Pangkalpinang (ANTARA News) - Lembaga swadaya masyarakat Wahana Lingkungan Hidup (Walhi) memrotes beroperasinya kapal isap di perairan Bangka Belitung karena dapat merusak terumbu karang dan pencemaran laut di daerah itu.

Sedikitnya 16.920 nelayan di Bangka Belitung juga menolak beroperasinya kapal isap yang digunakan untuk penambangan biji timah itu karena telah menurunkan hasil tangkapan ikan mereka, kata koordinator Walhi Babel Yudho H Marhoed, Minggu.

Menurut Yudho, sedikitnya 45 unit kapal isap beroperasi di wilayah tangkap nelayan dan memperparah kerusakan serta mengancam kepunahan ekosistem laut.

"Sebanyak 45 kapal isap dan kapal keruk beroperasi di wilayah perairan Kabupaten Bangka, Bangka Selatan dan Bangka Barat yang sebagian di operasikan oleh mitra PT Timah Tbk dan sebanyak 17 unit kapal isap siap masuk ke perairan Belitung namun belum mendapat izin."

Rekanan PT Timah Tbk sudah mengoperasikan 26 unit kapal isap di Bangka Barat untuk penambangan bijih timah dan mereka berencana menambah 14 kapal isap dan 5 kapal keruk lagi.

Ia mengatakan, kegiatan penambangan di wilayah pesisir dan laut mengakibatkan sedimentasi yang dapat menurunkan kualitas ekosistem terumbu karang hingga menyebabkan kematian massal ekosistem terumbu karang.

Padahal, dari 1 km2 terumbu karang yang sehat, dapat diperoleh 20 ton ikan yang cukup untuk memberi makan 1.200 orang di wilayah pesisir setiap tahun (Burke et al., 2002).

Sementara proses pemulihan (recovery) ekosistem ini membutuhkan waktu yang lama hingga lebih dari 50 tahun, ditambah lagi mata bor kapal isap yang mampu menghancurkan kumpulan terumbu karang.

Berdasarkan, penelitian Tim Eksplorasi Terumbu Karang Universitas Bangka Belitung, terumbu karang di wilayah Bangka Barat Pantai Tungau Simpang Gong Kecamatan Simpang Teritip, Pantai Tanjung Ular Kecamatan Mentok dan Pantai Bembang di Desa Pebuar Kecamatan Jebus, sudah rusak meski sebelumnya indah dan alami.

Aksivitas penambangan menyebabkan karang kering beragam bentuk dan warna sulit lagi ditemukan di perairan Kabupaten Bangka Selatan, Kabupaten Bangka Tengah, Pulau Semujur, Pulau Pebuar, dan Kabupaten Bangka Induk.

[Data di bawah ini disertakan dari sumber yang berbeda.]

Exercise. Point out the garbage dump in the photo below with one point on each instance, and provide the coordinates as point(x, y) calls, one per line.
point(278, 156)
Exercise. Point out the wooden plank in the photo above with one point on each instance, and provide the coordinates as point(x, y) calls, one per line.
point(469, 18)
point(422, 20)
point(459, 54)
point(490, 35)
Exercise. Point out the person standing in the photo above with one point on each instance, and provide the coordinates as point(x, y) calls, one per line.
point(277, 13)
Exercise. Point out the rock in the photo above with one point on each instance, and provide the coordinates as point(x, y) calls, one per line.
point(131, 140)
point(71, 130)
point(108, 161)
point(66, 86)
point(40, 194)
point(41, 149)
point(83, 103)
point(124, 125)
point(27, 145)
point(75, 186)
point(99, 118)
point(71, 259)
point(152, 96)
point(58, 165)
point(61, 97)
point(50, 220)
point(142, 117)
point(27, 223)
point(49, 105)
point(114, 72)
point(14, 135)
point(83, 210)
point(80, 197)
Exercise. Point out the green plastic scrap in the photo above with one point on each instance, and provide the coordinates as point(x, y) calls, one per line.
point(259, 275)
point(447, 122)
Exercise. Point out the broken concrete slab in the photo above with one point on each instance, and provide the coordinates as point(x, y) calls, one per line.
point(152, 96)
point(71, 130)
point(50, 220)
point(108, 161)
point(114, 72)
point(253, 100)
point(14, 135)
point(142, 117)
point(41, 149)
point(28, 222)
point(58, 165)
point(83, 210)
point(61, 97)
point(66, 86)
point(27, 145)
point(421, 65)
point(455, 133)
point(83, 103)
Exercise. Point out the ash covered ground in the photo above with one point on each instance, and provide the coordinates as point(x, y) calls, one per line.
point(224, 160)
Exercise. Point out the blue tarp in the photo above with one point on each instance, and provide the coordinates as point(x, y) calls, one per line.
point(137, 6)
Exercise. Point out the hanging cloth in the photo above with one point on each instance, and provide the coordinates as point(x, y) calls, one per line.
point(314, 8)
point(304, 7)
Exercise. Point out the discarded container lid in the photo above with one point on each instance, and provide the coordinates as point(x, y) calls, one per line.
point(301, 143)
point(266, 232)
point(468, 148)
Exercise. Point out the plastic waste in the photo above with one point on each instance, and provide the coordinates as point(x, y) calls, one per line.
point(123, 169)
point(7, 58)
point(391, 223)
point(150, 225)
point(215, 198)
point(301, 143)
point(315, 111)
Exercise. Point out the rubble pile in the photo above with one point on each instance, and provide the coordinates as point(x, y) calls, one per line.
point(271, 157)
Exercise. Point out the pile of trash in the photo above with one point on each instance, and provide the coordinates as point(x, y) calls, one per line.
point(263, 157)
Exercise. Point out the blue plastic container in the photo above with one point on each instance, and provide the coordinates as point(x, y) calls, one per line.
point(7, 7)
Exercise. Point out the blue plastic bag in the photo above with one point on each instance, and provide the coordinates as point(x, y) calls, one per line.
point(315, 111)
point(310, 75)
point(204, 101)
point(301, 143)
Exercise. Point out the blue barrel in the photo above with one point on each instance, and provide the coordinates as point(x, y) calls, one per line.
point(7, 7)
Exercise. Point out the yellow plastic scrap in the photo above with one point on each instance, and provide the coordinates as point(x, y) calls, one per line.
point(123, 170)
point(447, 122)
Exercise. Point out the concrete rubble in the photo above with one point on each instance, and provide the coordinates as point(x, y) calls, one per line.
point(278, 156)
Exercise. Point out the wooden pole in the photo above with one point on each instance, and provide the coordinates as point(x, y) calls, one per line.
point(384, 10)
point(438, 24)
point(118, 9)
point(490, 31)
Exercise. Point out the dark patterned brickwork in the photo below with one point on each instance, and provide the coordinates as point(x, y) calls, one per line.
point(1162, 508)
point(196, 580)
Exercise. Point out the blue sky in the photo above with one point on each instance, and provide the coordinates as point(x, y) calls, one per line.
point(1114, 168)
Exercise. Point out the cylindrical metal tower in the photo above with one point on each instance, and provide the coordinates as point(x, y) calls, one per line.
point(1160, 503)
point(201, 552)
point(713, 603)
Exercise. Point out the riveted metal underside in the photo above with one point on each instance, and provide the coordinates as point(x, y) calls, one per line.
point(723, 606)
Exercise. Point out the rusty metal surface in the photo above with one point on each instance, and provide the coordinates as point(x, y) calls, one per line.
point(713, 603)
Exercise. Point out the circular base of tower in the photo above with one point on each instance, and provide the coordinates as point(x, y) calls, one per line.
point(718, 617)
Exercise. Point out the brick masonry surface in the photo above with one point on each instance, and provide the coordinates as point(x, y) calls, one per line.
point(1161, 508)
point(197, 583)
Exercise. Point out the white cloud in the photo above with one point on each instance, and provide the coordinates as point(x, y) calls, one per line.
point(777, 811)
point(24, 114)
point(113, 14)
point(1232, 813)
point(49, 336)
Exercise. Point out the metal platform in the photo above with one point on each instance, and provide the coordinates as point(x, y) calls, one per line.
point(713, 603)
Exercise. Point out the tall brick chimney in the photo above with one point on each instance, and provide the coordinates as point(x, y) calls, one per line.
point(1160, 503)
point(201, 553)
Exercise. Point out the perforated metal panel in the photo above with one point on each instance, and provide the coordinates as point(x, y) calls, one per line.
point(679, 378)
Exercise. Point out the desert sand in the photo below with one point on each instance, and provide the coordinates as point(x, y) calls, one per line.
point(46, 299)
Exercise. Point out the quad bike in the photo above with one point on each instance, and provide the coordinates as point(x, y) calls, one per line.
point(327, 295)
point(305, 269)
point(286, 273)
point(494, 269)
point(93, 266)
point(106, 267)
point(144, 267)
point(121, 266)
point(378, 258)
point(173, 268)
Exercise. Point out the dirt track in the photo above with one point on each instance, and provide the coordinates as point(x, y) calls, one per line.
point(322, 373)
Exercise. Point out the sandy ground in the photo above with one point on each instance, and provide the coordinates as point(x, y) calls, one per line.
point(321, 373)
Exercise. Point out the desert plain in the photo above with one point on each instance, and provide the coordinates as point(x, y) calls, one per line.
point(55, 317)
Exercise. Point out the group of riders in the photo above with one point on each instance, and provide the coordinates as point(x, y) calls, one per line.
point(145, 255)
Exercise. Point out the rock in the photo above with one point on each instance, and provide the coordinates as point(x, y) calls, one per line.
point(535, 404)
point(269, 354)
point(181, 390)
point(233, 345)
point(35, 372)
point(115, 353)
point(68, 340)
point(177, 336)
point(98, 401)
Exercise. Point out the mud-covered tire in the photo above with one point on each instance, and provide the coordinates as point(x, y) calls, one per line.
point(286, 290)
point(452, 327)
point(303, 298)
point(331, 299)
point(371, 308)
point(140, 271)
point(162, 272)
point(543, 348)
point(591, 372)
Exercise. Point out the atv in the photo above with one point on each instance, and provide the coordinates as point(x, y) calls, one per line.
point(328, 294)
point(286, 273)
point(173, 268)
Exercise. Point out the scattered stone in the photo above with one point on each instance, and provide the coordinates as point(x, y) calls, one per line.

"Biota-biota laut khas terumbu karang yang beraneka warna dan bentuk tak banyak lagi dijumpai kecuali bulu babi (Diadema sp.) akibat pencemaran penambangan kapal isap, semua karang telah ditutupi oleh sedimen bekas aktivitas penambangan dan karang yang telah ditutupi itu mati secara merata, tertutama pada jenis karang keras (hardcoral)," ujarnya.

Penambangan di wilayah Pesisir dan Laut Bangka Belitung harus dihentikan dan menuntut pertanggung jawaban atas pengerusakan lingkungan yang terjadi di wilayah pesisir dan laut Bangka Belitung.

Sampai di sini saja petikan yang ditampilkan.